Wolfram et elle avaient souvent joué ici enfants, jusqu'à ce que le père de Wolfram ne les fasse s'arrêter, craignant que l'un d'eux ne se perde ou ne soit blessé dans les recoins sombres. Le donjon avait deux étages et était quelque peu labyrinthique, et elle tentait de se souvenir de l'agencement en atteignant les dernières marches qui menaient au premier étage.

Si elle était Cordrin, elle aurait dissimulé Wolfram aussi profondément dans le donjon que possible, pour empêcher quiconque de le trouver.

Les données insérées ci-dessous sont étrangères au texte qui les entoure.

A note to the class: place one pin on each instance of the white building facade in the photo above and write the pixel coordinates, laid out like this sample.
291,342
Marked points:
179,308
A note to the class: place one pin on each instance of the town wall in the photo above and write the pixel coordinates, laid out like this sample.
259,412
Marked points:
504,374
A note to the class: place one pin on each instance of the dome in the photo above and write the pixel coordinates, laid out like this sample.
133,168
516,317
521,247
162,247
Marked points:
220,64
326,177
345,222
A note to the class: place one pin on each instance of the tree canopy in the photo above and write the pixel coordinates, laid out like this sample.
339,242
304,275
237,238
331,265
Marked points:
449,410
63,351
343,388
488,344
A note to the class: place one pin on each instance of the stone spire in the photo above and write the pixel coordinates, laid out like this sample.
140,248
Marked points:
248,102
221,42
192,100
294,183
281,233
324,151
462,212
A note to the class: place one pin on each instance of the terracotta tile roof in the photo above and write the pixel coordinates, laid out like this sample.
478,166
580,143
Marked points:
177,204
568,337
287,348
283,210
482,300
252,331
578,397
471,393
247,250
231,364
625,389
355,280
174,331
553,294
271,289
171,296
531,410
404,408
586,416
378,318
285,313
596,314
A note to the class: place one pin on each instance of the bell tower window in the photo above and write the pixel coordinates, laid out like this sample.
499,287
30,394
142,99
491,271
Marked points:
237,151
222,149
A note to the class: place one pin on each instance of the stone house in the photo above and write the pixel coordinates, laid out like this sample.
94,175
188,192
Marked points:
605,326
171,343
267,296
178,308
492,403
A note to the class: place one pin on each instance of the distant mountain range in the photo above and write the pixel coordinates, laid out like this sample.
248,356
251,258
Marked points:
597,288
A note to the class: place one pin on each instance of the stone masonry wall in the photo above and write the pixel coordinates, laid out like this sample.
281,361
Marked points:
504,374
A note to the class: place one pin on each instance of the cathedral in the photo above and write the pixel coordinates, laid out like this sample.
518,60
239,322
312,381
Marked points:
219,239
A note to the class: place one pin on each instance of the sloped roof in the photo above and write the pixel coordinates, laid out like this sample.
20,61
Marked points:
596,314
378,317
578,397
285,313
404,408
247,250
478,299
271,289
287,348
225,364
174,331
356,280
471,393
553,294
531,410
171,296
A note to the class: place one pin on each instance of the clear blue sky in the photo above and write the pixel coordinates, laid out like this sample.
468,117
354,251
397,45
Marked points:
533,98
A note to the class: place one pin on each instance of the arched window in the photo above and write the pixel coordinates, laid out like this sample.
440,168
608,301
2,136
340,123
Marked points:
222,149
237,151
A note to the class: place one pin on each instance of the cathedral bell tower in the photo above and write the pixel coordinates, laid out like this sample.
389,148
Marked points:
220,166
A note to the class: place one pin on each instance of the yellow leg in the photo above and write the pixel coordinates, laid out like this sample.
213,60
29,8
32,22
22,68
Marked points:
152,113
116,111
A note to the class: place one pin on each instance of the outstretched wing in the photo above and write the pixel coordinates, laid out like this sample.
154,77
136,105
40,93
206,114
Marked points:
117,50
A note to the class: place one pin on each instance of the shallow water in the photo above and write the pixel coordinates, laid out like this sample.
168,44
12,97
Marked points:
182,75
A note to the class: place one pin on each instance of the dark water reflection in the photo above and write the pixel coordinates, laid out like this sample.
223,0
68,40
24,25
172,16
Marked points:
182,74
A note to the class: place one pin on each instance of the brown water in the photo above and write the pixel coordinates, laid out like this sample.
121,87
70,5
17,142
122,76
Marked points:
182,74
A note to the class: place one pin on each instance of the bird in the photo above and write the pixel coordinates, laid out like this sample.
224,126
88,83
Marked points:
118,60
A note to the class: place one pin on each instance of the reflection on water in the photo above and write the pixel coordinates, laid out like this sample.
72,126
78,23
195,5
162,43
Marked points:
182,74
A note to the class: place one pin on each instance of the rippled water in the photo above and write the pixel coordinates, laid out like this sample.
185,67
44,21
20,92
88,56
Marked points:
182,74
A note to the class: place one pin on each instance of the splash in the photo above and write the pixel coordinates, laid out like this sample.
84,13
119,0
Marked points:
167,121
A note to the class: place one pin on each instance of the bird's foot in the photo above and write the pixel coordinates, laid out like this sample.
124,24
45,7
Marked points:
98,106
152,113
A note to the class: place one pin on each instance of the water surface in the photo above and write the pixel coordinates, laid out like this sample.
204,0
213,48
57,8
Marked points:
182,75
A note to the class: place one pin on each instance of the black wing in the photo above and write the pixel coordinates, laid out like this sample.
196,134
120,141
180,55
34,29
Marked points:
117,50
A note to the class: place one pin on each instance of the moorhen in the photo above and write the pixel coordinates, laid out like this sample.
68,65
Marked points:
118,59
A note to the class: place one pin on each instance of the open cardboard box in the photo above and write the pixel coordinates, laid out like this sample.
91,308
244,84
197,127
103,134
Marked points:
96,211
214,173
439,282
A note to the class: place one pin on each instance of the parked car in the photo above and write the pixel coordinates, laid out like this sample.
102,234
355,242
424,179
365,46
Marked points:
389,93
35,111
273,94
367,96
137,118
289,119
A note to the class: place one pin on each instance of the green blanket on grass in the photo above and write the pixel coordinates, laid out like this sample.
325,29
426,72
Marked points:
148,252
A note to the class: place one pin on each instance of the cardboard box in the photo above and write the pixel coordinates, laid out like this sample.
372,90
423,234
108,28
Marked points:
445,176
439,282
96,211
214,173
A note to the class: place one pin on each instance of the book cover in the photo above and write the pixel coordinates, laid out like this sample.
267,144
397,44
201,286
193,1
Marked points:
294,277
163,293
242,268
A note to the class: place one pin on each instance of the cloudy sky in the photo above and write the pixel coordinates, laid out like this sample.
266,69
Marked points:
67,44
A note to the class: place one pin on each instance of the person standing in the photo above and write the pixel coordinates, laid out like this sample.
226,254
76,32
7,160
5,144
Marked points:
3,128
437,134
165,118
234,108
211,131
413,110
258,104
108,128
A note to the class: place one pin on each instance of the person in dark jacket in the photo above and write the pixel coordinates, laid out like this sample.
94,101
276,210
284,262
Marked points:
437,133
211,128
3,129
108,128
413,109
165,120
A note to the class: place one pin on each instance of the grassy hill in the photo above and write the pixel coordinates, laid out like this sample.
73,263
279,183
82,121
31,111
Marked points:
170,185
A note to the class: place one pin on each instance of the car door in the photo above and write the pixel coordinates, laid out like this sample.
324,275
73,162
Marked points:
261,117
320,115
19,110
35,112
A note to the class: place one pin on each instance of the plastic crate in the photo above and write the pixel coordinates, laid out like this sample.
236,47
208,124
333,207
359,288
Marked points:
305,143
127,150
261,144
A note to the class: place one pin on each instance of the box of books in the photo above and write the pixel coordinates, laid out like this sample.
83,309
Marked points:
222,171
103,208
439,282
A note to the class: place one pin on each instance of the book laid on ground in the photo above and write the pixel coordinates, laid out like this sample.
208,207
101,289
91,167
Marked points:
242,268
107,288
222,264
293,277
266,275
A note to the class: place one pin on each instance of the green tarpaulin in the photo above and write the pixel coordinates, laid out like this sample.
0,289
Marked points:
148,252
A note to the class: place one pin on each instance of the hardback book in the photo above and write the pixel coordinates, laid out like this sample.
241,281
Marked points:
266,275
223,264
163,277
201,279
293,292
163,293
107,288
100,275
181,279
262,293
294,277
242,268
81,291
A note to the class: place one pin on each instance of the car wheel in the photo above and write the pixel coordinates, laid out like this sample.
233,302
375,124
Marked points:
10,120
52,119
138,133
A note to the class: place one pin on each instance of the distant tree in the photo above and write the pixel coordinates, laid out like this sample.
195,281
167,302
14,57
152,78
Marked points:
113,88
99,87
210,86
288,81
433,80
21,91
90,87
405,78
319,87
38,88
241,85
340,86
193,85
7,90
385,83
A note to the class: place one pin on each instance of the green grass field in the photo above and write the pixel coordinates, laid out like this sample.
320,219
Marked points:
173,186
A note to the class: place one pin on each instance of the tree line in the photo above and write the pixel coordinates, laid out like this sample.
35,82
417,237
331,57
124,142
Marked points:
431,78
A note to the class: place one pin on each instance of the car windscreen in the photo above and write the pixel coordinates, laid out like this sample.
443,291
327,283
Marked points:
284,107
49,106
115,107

Mais de toute évidence, cela ne lui avait pas traversé l'esprit, car elle trouva Wolfram dans le premier étage, tout près des escaliers. Edeline parvint à peine à retenir une exclamation horrifiée quand elle passa en courant la porte ouverte.

Son mari était allongé contre le mur noir, comme si on l'avait jeté là sans considération de dignité ou de respect. Leurs propres chevaliers n'auraient pas pu faire cela, n'est-ce pas ? Ses yeux vides fixaient la porte, et le sang séché de Gabriel recouvrait son visage et son ou. Elle eut à peine conscience qu'elle était tombée à genoux à côté de lui, et elle tendit une main tremblante vers lui. Sa peau était froide, aussi froide que celle de Gabriel, et elle retira brutalement sa main en retenant à grand peine sa nausée.

Elle ferma les yeux et enroula ses bras autour d'elle un moment, déglutissant plusieurs fois, puis d'une profonde inspiration elle réunit ses forces et rouvrit les yeux. Elle tendait à nouveau la main quand des pas la firent se relever et se retourner, juste à temps pour voir le sourire suffisant de son beau-frère quand il claqua la porte. Une seconde plus tard, le loquet fut poussé, fermant la porte de l'extérieur.

« Cordrin ! »

« Tu es bien trop prévisible. » Répondit-il de l'autre côté de la porte en chêne solide. « Si le corps de mon frère est si important pour toi, alors tu peux rester ici avec lui. » Il rit doucement et s'éloigna, et Edeline courut à la porte.

« Cordrin, attend ! »

Il rit encore, et elle entendit ses pas le mener dans les escaliers et la porte des donjons se refermer. Cela fit également disparaître la faible lumière qu'elle avait utilisé pour descendre, l'enfermant dans les ténèbres avec le corps de son mari comme seule compagnie.